Personne n’a proposé d’aller sur le gaz de schiste. Les multinationales sont assez mûres et ont assez d’expériences et de connaissances pour savoir qu’il est trop tôt d’aller maintenant vers un marché du non conventionnel en Algérie. Des données disent que nous possédons les troisièmes réserves mondiales en matière de gaz de schiste, mais nous ne connaissons pas le potentiel réel de l’Algérie en la matière. Il faudrait que nous fassions tout d’abord des études à fin de connaitre notre véritable  potentiel, le valoriser, puis faire une estimation sur ce qu’on pourrait produire et les moyens à mobiliser pour y arriver. Sur ce point, les professionnels savent très bien que l’Algérie n’est pas encore à ce stade.

 

Peut-on dire que la nouvelle loi sur les hydrocarbures promulguée en mars 2013, n’a pas réussi à attirer plus d’investisseurs ?
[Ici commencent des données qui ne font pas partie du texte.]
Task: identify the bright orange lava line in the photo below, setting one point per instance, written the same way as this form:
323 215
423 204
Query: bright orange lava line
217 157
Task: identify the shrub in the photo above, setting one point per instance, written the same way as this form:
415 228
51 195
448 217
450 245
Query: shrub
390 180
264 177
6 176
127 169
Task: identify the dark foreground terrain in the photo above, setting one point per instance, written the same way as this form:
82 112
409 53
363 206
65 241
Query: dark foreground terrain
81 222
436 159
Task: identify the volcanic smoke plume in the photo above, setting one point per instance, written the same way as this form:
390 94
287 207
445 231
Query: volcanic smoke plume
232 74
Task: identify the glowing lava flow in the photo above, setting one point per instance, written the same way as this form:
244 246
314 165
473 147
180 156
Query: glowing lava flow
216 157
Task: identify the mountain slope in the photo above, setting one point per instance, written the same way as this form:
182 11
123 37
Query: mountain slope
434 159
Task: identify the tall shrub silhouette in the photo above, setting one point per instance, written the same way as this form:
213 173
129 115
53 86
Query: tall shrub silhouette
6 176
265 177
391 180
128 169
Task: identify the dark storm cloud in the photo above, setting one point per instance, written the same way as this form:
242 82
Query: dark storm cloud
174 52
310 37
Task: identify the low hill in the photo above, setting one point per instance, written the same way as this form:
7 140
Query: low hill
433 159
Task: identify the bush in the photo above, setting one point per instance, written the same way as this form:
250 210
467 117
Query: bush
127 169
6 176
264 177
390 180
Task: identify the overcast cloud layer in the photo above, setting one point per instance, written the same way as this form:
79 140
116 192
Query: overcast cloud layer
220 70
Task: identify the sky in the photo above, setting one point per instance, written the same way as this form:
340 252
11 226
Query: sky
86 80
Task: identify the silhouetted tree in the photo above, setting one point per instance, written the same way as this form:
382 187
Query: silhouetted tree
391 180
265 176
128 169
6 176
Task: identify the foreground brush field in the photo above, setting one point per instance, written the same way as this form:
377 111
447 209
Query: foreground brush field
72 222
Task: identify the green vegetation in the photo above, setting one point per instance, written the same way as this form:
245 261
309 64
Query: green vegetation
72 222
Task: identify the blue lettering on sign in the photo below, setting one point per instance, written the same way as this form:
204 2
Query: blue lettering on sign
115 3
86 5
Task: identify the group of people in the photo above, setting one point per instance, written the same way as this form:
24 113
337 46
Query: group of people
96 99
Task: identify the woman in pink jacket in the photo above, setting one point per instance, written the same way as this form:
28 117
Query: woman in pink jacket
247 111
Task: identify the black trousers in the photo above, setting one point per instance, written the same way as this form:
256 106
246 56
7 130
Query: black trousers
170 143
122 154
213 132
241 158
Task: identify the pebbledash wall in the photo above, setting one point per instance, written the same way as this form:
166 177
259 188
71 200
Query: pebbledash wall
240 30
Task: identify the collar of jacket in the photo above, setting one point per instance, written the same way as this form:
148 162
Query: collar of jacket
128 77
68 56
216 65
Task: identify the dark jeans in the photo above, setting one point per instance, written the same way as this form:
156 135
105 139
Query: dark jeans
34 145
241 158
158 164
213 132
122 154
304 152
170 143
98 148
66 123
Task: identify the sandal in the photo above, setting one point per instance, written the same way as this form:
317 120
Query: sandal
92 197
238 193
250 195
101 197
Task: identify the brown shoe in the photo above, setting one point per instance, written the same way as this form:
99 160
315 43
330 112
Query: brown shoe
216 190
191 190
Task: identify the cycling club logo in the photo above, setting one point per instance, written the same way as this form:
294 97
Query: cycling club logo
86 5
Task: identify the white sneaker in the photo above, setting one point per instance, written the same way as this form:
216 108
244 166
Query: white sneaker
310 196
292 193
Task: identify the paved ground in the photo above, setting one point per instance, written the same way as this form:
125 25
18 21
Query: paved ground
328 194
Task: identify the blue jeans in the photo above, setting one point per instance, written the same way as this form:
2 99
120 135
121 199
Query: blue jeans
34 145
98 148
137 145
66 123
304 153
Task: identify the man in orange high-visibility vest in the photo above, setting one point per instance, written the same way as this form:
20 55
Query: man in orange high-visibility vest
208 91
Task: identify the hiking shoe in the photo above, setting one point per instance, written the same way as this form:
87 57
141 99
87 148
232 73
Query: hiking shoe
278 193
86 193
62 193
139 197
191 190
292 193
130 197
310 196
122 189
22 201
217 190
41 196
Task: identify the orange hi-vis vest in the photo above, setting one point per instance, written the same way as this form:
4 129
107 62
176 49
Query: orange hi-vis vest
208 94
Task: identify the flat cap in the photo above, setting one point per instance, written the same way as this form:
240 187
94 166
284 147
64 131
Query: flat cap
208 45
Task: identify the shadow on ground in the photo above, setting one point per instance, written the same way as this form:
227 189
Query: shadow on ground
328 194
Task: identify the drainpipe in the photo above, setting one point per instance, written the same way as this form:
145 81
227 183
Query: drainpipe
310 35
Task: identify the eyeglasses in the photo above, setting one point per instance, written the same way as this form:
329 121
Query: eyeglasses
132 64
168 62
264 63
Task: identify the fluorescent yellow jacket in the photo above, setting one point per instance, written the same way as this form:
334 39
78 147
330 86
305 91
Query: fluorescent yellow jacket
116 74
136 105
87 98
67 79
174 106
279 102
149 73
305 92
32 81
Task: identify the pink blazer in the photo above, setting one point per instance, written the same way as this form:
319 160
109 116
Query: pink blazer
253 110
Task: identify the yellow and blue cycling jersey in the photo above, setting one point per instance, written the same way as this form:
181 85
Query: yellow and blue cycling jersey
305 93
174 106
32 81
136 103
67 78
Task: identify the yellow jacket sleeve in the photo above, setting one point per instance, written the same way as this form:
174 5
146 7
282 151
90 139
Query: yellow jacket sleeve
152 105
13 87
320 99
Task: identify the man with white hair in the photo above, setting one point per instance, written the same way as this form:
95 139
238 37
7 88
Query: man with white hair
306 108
Je pense que le résultat est là. Vous vous rendez compte du fait qu’il n’ait pas eu de concurrence dans les périmètres proposés ? Les grandes multinationales cherchent des personnes qui parlent le même  langage professionnel qu’elles. Ils ont besoin d’avoir des réponses quand ils les cherchent, d’avoir des explications et des orientations quand ils les demandes, et surtout d’avoir une stabilité institutionnelle. Je pense que c’est à la fois un problème relationnel et institutionnel. L’investisseur a besoin d’être encouragé.